• Sonuç bulunamadı

Kadına Yönelik Ekonomik Şiddet ile Mücadele

BÖLÜM 2: DÜNYA’DA VE TÜRKİYE’DE KADINA YÖNELİK EKONOMİK

2.7. Kadına Yönelik Ekonomik Şiddet ile Mücadele

Kadına yönelik şiddet tüm dünya ülkeleri ve Türkiye’de sorun teşkil etmekte ve çözülmesi zor olan konuların başında gelmektedir. Ayrımcılığın ortadan kalkması, eşitsizliğin giderilmesi, kadın algısının değişmesi bakımından devlet uygulamaları ve

66

bağlayıcı hükümler önemlidir.

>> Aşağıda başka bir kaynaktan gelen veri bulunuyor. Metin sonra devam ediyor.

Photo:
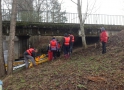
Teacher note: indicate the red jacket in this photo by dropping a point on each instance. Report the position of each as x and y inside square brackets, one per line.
[72, 38]
[30, 51]
[66, 41]
[104, 36]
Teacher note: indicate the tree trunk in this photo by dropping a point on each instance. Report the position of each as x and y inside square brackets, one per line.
[81, 24]
[11, 38]
[2, 63]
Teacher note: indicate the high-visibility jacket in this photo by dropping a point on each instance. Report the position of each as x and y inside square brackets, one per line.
[30, 51]
[59, 45]
[53, 45]
[67, 40]
[72, 38]
[104, 36]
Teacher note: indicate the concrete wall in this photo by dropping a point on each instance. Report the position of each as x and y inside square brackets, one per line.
[16, 47]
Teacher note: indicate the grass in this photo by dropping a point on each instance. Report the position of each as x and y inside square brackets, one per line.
[71, 74]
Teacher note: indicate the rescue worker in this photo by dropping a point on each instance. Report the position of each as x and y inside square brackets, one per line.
[58, 48]
[66, 45]
[103, 39]
[29, 54]
[71, 42]
[53, 47]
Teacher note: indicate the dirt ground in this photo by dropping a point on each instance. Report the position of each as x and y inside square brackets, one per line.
[87, 69]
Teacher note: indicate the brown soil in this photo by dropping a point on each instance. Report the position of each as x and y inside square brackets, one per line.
[87, 69]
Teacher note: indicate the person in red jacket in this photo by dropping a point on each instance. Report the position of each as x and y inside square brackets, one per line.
[66, 46]
[103, 39]
[53, 47]
[29, 54]
[71, 41]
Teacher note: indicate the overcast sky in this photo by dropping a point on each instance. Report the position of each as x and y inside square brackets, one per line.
[110, 7]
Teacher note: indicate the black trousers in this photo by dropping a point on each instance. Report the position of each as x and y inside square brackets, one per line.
[103, 47]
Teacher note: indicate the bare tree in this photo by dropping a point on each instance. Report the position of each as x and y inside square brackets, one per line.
[2, 63]
[11, 38]
[82, 20]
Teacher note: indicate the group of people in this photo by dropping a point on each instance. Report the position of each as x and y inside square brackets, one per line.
[54, 47]
[67, 45]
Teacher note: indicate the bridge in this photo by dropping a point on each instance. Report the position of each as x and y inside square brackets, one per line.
[29, 25]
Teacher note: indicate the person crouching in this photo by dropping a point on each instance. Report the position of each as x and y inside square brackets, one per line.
[29, 54]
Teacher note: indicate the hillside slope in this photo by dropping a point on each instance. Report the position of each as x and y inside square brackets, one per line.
[86, 70]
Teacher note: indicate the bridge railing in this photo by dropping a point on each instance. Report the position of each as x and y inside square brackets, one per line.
[33, 16]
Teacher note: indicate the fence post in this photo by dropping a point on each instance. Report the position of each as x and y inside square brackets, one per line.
[1, 83]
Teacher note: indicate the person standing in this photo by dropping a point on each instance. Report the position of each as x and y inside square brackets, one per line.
[103, 39]
[71, 41]
[58, 48]
[66, 46]
[29, 54]
[53, 47]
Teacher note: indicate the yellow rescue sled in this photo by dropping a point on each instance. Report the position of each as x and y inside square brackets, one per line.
[39, 59]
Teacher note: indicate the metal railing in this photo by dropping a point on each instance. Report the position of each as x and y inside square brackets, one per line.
[33, 16]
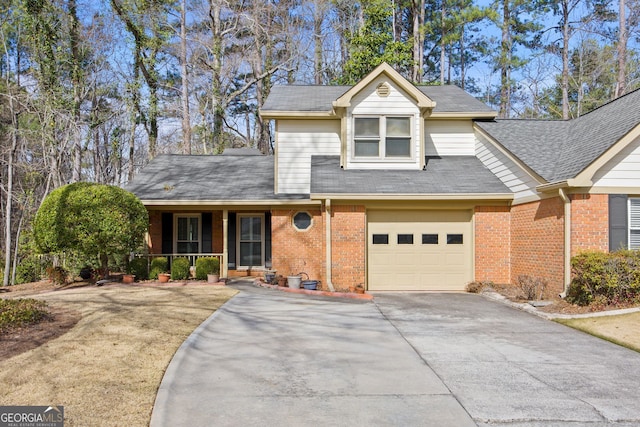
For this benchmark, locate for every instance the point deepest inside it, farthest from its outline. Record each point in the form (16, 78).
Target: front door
(250, 240)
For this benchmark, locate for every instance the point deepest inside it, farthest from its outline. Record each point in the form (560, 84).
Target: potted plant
(208, 268)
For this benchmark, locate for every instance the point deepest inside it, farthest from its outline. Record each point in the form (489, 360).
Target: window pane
(454, 239)
(429, 239)
(366, 127)
(634, 213)
(187, 247)
(183, 229)
(634, 239)
(398, 126)
(193, 229)
(380, 239)
(302, 220)
(250, 228)
(250, 254)
(367, 148)
(405, 239)
(398, 147)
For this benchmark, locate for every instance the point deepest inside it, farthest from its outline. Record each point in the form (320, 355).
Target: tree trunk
(505, 62)
(621, 84)
(565, 59)
(186, 117)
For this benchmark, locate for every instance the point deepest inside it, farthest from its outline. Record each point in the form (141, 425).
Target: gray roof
(320, 98)
(174, 177)
(560, 150)
(443, 175)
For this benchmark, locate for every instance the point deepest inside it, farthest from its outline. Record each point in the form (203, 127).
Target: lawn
(621, 329)
(106, 370)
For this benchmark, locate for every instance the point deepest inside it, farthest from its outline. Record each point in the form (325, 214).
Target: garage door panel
(420, 266)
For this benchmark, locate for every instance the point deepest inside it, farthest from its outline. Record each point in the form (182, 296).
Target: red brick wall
(295, 251)
(589, 223)
(348, 245)
(493, 244)
(537, 242)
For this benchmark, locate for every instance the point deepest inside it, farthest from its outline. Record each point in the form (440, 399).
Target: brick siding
(537, 242)
(493, 244)
(589, 223)
(294, 251)
(348, 245)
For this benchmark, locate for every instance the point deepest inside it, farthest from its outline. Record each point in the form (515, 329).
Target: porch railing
(191, 257)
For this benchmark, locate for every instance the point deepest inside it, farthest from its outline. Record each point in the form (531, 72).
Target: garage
(419, 250)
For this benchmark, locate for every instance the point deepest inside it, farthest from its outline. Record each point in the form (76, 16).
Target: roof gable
(423, 101)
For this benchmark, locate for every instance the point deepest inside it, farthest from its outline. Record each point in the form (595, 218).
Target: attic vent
(383, 90)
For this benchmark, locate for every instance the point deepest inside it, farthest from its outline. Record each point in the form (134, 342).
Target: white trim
(630, 220)
(239, 217)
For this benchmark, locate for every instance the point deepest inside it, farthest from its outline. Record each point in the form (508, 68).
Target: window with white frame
(634, 223)
(187, 236)
(382, 137)
(250, 240)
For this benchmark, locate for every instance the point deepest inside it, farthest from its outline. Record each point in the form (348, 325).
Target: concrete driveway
(272, 358)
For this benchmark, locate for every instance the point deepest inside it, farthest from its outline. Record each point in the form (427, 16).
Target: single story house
(404, 187)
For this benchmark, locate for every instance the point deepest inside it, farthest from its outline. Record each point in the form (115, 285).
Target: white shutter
(634, 223)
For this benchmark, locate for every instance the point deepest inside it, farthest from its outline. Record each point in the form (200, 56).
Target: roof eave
(409, 196)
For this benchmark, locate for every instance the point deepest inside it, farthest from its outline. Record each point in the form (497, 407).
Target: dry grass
(107, 369)
(623, 329)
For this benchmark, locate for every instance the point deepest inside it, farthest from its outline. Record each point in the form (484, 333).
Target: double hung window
(382, 137)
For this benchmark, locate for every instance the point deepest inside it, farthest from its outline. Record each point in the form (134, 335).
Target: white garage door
(419, 250)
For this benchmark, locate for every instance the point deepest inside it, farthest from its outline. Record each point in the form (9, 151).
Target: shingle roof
(320, 98)
(443, 175)
(174, 177)
(559, 150)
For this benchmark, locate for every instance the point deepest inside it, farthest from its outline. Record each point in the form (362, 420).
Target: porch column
(225, 243)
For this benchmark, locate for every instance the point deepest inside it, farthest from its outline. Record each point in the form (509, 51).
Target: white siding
(449, 138)
(621, 171)
(513, 176)
(398, 103)
(297, 141)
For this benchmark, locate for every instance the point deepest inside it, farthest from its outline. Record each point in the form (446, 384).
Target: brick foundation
(493, 244)
(589, 223)
(537, 242)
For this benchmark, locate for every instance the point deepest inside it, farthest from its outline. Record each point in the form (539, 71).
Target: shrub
(138, 267)
(180, 269)
(608, 278)
(477, 287)
(207, 265)
(158, 265)
(58, 275)
(532, 287)
(92, 220)
(20, 312)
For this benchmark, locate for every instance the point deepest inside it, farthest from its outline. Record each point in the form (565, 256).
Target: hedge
(606, 278)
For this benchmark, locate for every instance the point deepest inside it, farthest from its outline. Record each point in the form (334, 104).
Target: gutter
(567, 240)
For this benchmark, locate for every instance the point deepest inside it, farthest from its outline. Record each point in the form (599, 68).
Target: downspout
(225, 243)
(327, 211)
(567, 240)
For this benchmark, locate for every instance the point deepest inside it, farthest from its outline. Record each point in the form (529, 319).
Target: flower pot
(294, 281)
(311, 285)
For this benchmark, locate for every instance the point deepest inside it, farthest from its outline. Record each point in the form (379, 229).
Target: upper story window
(382, 137)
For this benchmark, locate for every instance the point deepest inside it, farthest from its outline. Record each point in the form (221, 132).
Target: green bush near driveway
(207, 265)
(180, 268)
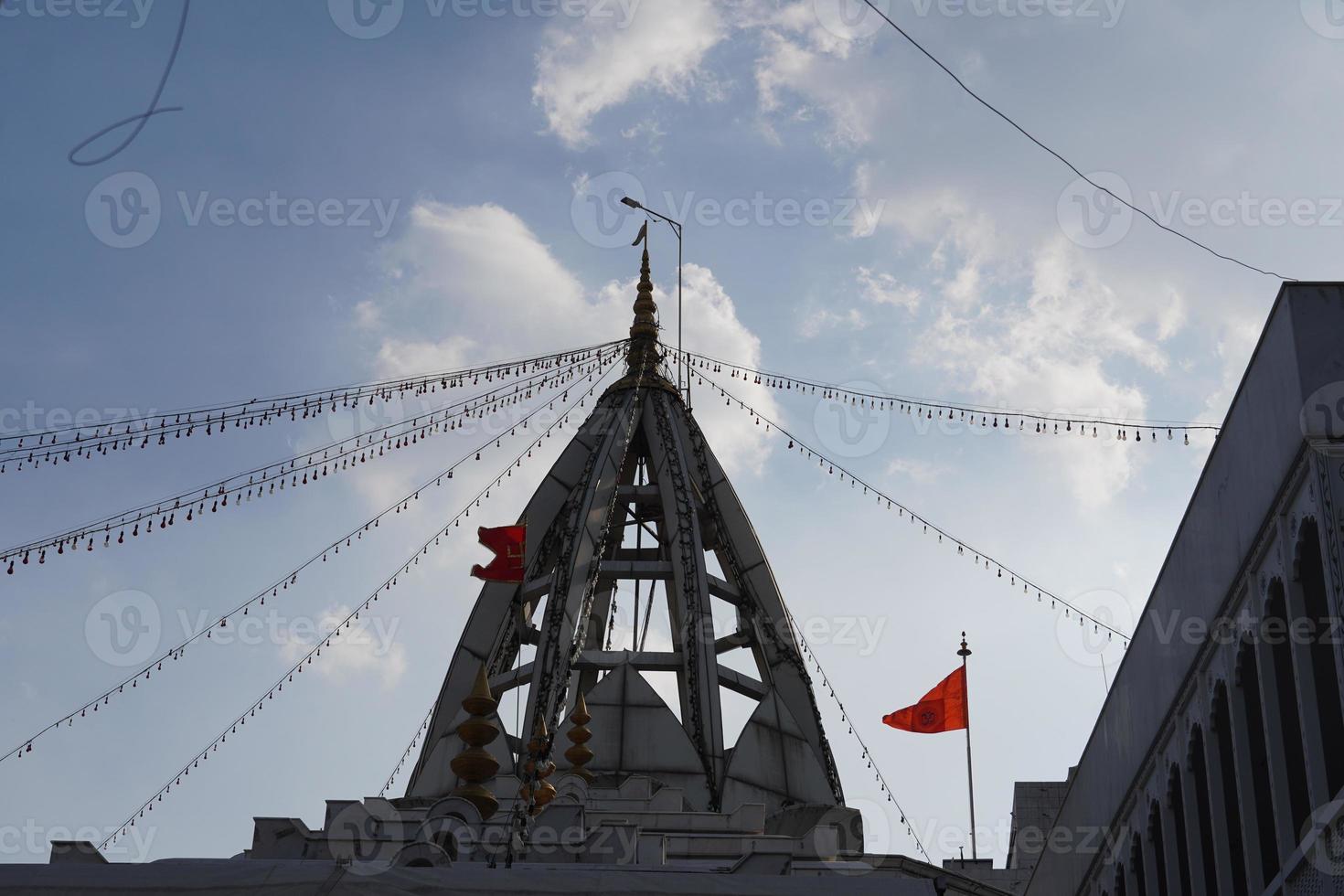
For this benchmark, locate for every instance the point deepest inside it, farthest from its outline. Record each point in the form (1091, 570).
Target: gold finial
(580, 753)
(475, 764)
(644, 331)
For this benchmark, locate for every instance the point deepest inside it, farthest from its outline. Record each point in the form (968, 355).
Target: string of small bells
(406, 753)
(1072, 612)
(299, 470)
(863, 747)
(933, 409)
(288, 677)
(68, 443)
(291, 578)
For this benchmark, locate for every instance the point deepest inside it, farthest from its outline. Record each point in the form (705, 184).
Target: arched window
(1178, 836)
(1221, 741)
(1136, 865)
(1199, 772)
(1280, 643)
(1247, 688)
(1157, 842)
(1310, 577)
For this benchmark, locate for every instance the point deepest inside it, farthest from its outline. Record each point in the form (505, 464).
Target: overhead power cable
(411, 749)
(283, 583)
(1067, 164)
(334, 633)
(930, 528)
(978, 414)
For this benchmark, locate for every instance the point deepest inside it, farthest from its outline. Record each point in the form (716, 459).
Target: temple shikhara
(1217, 764)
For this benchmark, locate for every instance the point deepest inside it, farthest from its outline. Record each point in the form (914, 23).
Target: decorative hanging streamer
(964, 549)
(325, 641)
(844, 716)
(59, 443)
(292, 577)
(411, 747)
(303, 469)
(971, 414)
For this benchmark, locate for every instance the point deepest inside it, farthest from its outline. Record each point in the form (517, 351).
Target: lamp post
(677, 229)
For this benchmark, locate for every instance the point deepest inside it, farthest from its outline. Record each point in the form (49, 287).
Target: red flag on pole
(944, 709)
(507, 541)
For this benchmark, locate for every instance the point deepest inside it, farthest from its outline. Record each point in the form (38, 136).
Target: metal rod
(971, 778)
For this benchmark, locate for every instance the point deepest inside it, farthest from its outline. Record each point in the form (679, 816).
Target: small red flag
(944, 709)
(507, 541)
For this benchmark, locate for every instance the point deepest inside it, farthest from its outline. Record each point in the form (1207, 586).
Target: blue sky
(849, 215)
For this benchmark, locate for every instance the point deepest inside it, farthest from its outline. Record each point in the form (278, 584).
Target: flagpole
(971, 779)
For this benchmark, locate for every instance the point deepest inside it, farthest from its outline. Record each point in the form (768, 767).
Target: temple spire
(644, 331)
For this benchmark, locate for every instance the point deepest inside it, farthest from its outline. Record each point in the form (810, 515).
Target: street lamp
(677, 229)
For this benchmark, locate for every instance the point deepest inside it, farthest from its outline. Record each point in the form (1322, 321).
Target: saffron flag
(508, 543)
(944, 709)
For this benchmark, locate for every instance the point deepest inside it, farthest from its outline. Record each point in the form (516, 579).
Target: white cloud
(368, 647)
(824, 318)
(915, 469)
(1054, 351)
(469, 283)
(592, 63)
(884, 289)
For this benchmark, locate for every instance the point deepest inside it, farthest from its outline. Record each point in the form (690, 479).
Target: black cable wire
(268, 406)
(944, 404)
(1069, 164)
(943, 534)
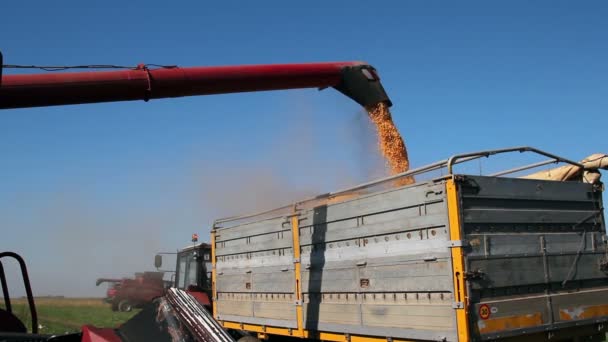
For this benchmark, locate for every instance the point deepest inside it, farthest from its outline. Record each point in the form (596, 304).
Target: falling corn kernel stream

Bu nedenle bu bölümde uluslararası ve ulusal olmak üzere ekonomik şiddet ile mücadelede yardımcı olan sözleşmeler ve kanunlar incelenecektir. 2.7.1. Uluslararası Metinler

Kadına yönelik şiddet ilk çağlardan beri tüm kadınların sorunu olmuş haklarının ihlal olmasına neden olmuştur. Nitekim kadın erkek eşitsizliği dünya gündemine çok geç girmiştir. Çünkü kadınlar maruz kaldıkları şiddeti çok uzun yıllar saklamış ve boyun eğmişlerdir. İnsanlığın çıkışına dayanan ataerkil düşünce tüm dünya ülkelerini etkisi atına almış kadınlar her türlü eziyet, işkence ve öldürülmeye maruz kalmışlardır. Sırf kadın oldukları için doğdukları andan itibaren ikinci sınıf vatandaş muamelesi görmüş her türlü haktan yoksun bırakılmışlardır. Kadınların yaşadıkları bu durumları sona erdirmek amacıyla dünyada bugün kadına yönelik şiddetin önlenmesi ve dünyanın neresinde olursa olsun mağdur edilen kadına müdahale edilmesi konusunda fikir birliğine varılmıştır. Uluslararası metinler ve yasalar kadına yönelik şiddeti önlemede en sık kullanılan araçlardan biridir. 20. Yüzyılın gelmesiyle beraber uluslararası metinler kadına yönelik şiddeti görünür kılmış ve önemini dünya gündemine taşımıştır. Kadına yönelik şiddetinin önlemesiyle ilgili hazırlanan mevzuatlar ve devletlerin bu sözleşmeleri onaylaması şiddetin önlemesi açısından oldukça önemlidir ancak kadına yönelik şiddetin önlenmesi için hazırlanan sözleşmelerden edinilecek fayda ülkelerin sözleşmelerin içeriğini anlaması ve uygulamalarda kullanması ile mümkün olacaktır. Kadına uygulanan pozitif ayrımcılıklar kadınların güçlenmesine ve şiddet mağduru olmamaları için önemli bir adım olmaktadır (Martı, 2014: 99).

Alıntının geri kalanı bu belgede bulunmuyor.